2.3. Bij uitspraak van vandaag in zaak nrs. 202404251/1/A2 en 202404255/1/A2, ECLI:NL:RVS:2025:145, heeft de Afdeling beslist op de beroepen van [appellant] gericht tegen de beslissingen waarover deze adviescommissie heeft geadviseerd. De Afdeling heeft daarin ook geoordeeld over wat [appellant] heeft aangevoerd over de onafhankelijkheid en onpartijdigheid van de CBS, de externe voorzitter en secretaris. Conclusie
3. De Afdeling is onbevoegd van de beroepen kennis te nemen.
4. Het college hoeft geen proceskosten te vergoeden.

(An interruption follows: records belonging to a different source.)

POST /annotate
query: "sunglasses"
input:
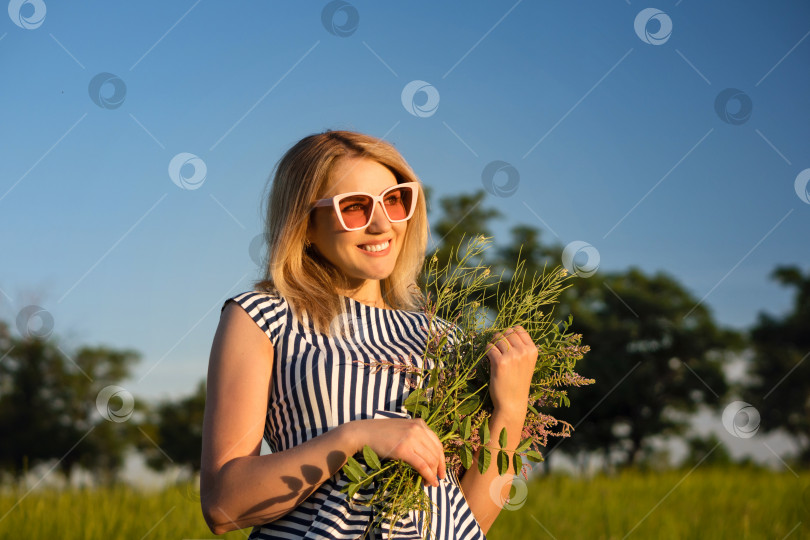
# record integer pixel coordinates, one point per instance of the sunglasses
(355, 209)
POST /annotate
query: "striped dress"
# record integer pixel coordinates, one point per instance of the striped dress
(319, 383)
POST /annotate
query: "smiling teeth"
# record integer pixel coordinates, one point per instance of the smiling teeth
(378, 247)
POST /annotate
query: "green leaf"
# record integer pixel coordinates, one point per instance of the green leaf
(356, 468)
(524, 445)
(351, 474)
(434, 377)
(465, 428)
(535, 456)
(503, 462)
(484, 458)
(371, 458)
(517, 462)
(483, 431)
(466, 456)
(414, 400)
(469, 405)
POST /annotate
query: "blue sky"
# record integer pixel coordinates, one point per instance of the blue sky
(616, 142)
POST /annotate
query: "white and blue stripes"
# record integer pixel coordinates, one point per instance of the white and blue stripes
(319, 383)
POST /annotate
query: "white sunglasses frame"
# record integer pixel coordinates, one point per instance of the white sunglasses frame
(335, 201)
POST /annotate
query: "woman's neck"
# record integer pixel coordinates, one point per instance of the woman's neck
(369, 293)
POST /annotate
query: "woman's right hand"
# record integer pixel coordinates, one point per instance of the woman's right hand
(409, 440)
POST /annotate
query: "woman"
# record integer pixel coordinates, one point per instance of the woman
(346, 233)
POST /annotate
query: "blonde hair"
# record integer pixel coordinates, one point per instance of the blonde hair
(299, 273)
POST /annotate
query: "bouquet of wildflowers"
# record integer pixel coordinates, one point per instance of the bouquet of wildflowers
(452, 397)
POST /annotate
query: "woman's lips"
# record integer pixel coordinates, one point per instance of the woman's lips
(381, 253)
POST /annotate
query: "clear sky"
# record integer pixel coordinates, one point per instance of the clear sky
(618, 134)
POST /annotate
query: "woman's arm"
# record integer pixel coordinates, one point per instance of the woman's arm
(512, 357)
(238, 487)
(476, 486)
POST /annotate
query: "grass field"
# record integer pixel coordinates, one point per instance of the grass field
(708, 503)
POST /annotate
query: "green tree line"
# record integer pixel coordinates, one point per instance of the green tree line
(657, 355)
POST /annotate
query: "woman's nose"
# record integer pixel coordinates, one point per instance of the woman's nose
(379, 221)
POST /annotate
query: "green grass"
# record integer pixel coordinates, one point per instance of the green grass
(708, 503)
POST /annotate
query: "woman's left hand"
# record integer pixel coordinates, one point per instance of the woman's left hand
(512, 356)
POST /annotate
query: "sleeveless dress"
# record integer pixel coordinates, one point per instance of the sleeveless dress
(319, 383)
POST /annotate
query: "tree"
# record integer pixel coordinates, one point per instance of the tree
(654, 357)
(175, 430)
(780, 369)
(49, 407)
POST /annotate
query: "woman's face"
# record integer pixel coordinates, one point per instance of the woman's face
(345, 249)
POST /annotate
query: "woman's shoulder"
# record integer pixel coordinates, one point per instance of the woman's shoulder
(267, 308)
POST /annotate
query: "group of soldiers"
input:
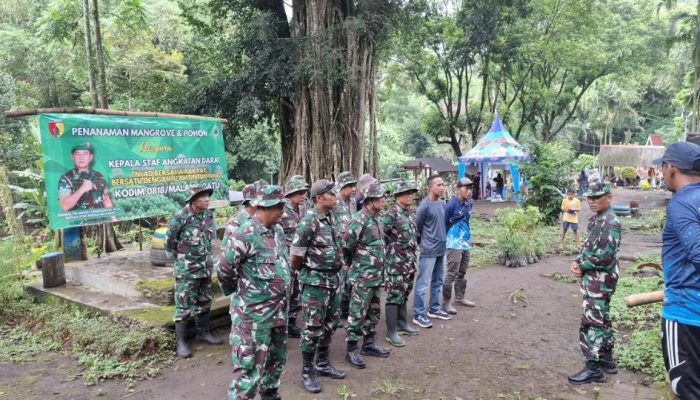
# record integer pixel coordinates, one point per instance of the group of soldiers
(324, 252)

5. Redelijke toepassing van artikel 8:74, tweede lid, van de Awb brengt met zich dat de griffier van de Raad van State aan [appellant] het door hem betaalde griffierecht voor het beroep terugbetaalt.
Beslissing
De Afdeling bestuursrechtspraak van de Raad van State:
I. verklaart zich onbevoegd om van het beroep kennis te nemen;
II. bepaalt dat de griffier van de Raad van State aan [appellant] het door hem betaalde griffierecht ten bedrag van € 51,00 terugbetaalt.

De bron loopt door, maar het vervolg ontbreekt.